Exchange Rate Movements Due to Interest Rates, Speculation, Not Fundamentals

Wed, 07/26/2023 - 13:54

By Jomo Kwame Sundaram
KUALA LUMPUR, Malaysia, Jul 26 2023 (IPS)

Currency values and foreign exchange rates change for many reasons, largely following market perceptions, regardless of fundamentals. Market speculation has worsened volatility, instability and fragility in most economies, especially of small, open, developing countries.

US Fed pushing up interest rates
For no analytical rhyme or reason, US Federal Reserve Bank (Fed) chairman Jerome Powell insists on raising interest rates until inflation is brought under 2% yearly.
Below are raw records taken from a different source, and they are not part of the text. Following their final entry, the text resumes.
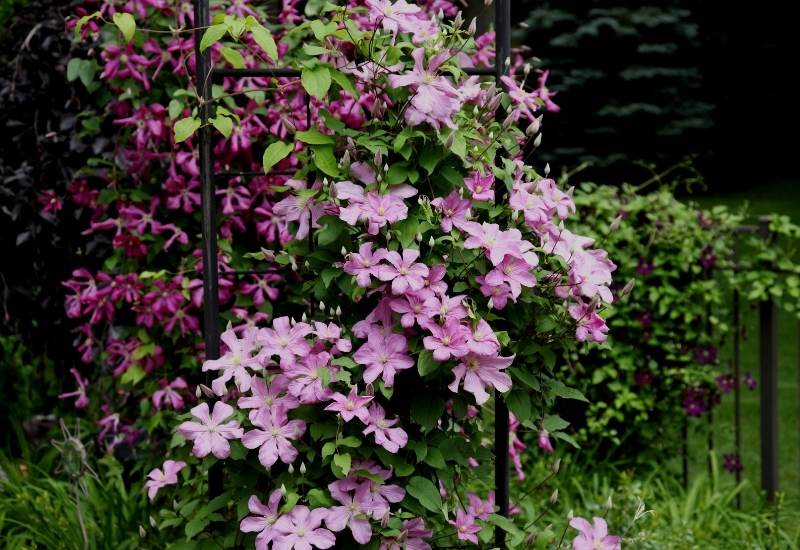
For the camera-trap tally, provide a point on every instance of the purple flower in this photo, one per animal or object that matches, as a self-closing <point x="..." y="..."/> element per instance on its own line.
<point x="210" y="435"/>
<point x="273" y="440"/>
<point x="263" y="519"/>
<point x="593" y="536"/>
<point x="300" y="530"/>
<point x="162" y="478"/>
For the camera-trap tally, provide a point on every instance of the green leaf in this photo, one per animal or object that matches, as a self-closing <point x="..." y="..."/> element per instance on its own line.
<point x="223" y="124"/>
<point x="185" y="127"/>
<point x="212" y="36"/>
<point x="125" y="24"/>
<point x="426" y="410"/>
<point x="519" y="402"/>
<point x="275" y="153"/>
<point x="342" y="461"/>
<point x="560" y="390"/>
<point x="314" y="137"/>
<point x="233" y="57"/>
<point x="553" y="423"/>
<point x="316" y="80"/>
<point x="325" y="160"/>
<point x="266" y="42"/>
<point x="426" y="364"/>
<point x="425" y="492"/>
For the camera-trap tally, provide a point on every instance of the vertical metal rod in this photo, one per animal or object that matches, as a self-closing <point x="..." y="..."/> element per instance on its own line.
<point x="768" y="331"/>
<point x="737" y="403"/>
<point x="502" y="27"/>
<point x="202" y="19"/>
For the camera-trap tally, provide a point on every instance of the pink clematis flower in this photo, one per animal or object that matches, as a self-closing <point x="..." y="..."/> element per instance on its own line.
<point x="162" y="478"/>
<point x="466" y="529"/>
<point x="454" y="210"/>
<point x="383" y="355"/>
<point x="263" y="519"/>
<point x="433" y="98"/>
<point x="354" y="513"/>
<point x="593" y="536"/>
<point x="350" y="406"/>
<point x="270" y="396"/>
<point x="235" y="362"/>
<point x="300" y="530"/>
<point x="391" y="439"/>
<point x="480" y="372"/>
<point x="285" y="340"/>
<point x="273" y="440"/>
<point x="211" y="434"/>
<point x="363" y="265"/>
<point x="403" y="272"/>
<point x="168" y="394"/>
<point x="447" y="340"/>
<point x="82" y="400"/>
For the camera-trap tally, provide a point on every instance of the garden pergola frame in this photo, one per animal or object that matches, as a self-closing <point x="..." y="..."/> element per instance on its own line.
<point x="206" y="74"/>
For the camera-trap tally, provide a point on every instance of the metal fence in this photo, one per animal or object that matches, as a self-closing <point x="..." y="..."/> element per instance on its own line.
<point x="206" y="74"/>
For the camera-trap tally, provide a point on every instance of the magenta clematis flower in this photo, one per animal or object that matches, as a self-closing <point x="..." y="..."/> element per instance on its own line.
<point x="479" y="508"/>
<point x="269" y="395"/>
<point x="403" y="272"/>
<point x="263" y="519"/>
<point x="82" y="400"/>
<point x="354" y="513"/>
<point x="235" y="362"/>
<point x="273" y="440"/>
<point x="161" y="478"/>
<point x="593" y="536"/>
<point x="481" y="186"/>
<point x="454" y="210"/>
<point x="350" y="406"/>
<point x="466" y="529"/>
<point x="363" y="265"/>
<point x="285" y="340"/>
<point x="383" y="356"/>
<point x="211" y="434"/>
<point x="447" y="340"/>
<point x="300" y="530"/>
<point x="480" y="372"/>
<point x="433" y="98"/>
<point x="168" y="394"/>
<point x="391" y="439"/>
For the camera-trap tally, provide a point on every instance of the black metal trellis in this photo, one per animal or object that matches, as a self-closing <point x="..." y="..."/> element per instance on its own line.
<point x="206" y="74"/>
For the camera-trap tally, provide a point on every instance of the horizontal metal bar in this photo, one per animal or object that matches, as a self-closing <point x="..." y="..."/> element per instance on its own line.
<point x="288" y="72"/>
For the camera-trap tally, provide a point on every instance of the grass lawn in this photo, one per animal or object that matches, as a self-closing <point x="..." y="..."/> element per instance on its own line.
<point x="783" y="198"/>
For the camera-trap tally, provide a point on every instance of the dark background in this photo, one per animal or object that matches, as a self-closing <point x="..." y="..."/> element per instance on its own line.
<point x="659" y="82"/>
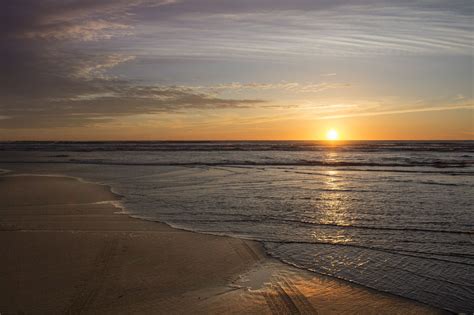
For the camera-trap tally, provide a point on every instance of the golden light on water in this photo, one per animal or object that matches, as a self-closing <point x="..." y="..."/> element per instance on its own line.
<point x="332" y="134"/>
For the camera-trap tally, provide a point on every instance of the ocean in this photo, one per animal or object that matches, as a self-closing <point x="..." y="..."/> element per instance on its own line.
<point x="395" y="216"/>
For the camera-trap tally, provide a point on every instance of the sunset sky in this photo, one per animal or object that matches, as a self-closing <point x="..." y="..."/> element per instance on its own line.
<point x="251" y="69"/>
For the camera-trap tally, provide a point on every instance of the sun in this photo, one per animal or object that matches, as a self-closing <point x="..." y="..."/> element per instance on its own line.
<point x="332" y="134"/>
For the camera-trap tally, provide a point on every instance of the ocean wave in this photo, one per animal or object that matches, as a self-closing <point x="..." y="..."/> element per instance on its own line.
<point x="412" y="164"/>
<point x="345" y="146"/>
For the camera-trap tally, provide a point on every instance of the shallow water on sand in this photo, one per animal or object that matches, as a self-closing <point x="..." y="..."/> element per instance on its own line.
<point x="393" y="216"/>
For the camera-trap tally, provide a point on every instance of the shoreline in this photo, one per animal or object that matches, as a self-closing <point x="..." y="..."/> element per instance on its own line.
<point x="232" y="271"/>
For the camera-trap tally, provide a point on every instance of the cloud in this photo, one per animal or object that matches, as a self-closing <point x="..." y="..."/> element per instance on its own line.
<point x="294" y="87"/>
<point x="469" y="105"/>
<point x="56" y="55"/>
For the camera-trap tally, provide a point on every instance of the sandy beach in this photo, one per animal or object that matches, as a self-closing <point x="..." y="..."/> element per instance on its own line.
<point x="66" y="248"/>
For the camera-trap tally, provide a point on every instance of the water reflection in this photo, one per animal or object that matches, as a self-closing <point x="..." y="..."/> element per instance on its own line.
<point x="334" y="209"/>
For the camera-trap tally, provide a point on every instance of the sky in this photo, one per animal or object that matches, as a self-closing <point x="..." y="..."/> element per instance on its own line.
<point x="231" y="70"/>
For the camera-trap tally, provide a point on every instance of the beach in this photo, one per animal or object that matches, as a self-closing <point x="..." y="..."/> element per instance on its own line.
<point x="67" y="248"/>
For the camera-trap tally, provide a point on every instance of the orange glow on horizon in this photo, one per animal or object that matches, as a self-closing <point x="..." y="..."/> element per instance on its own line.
<point x="332" y="135"/>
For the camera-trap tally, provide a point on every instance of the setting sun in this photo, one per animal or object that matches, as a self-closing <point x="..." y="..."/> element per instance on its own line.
<point x="332" y="135"/>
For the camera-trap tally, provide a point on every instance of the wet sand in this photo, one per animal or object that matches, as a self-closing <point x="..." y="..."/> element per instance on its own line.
<point x="67" y="249"/>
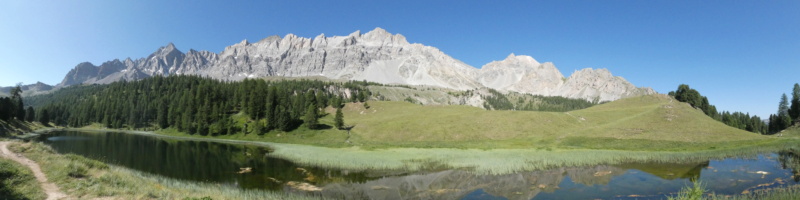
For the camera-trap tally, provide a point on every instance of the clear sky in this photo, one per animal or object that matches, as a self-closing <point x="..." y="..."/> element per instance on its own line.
<point x="741" y="54"/>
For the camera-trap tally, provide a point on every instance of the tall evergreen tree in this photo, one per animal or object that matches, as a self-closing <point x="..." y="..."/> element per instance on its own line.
<point x="311" y="116"/>
<point x="338" y="120"/>
<point x="784" y="120"/>
<point x="794" y="109"/>
<point x="272" y="105"/>
<point x="18" y="109"/>
<point x="44" y="117"/>
<point x="30" y="114"/>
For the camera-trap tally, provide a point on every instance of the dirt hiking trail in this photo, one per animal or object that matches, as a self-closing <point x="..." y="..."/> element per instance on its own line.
<point x="50" y="189"/>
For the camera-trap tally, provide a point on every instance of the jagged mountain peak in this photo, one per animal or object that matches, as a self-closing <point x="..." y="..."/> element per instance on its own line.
<point x="377" y="56"/>
<point x="169" y="49"/>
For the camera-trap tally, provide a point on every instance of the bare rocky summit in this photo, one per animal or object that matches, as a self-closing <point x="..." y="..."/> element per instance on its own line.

Obliged to follow the US Fed, most central banks have raised interest rates, especially since early 2022.

Jomo Kwame Sundaram

The US dollar or greenback’s strengthening has been largely due to aggressive Fed interest rate hikes. Undoubtedly, inflation has been rising, especially since last year. But there are different types of inflation, with different implications, which should be differentiated by nature and cause.

Typically, inflationary episodes are due to either demand pull or supply push. With rentier behaviour better recognized, there is now more attention to asset price and profit-driven inflation, e.g., ‘sellers inflation’ due to price-fixing in monopolistic and oligopolistic conditions.

Recent international price increases are widely seen as due to new Cold War measures since Obama, Trump presidency initiatives, COVID-19 pandemic responses, as well as Ukraine War economic sanctions.

These are all supply-side constraints, rather than demand-side or other causes of inflation.

The Fed chair’s pretext for raising interest rates is to get inflation down to 2%. But bringing inflation under 2% – the fetishized, but nonetheless arbitrary Fed and almost universal central bank inflation target – only reduces demand, without addressing supply-side inflation.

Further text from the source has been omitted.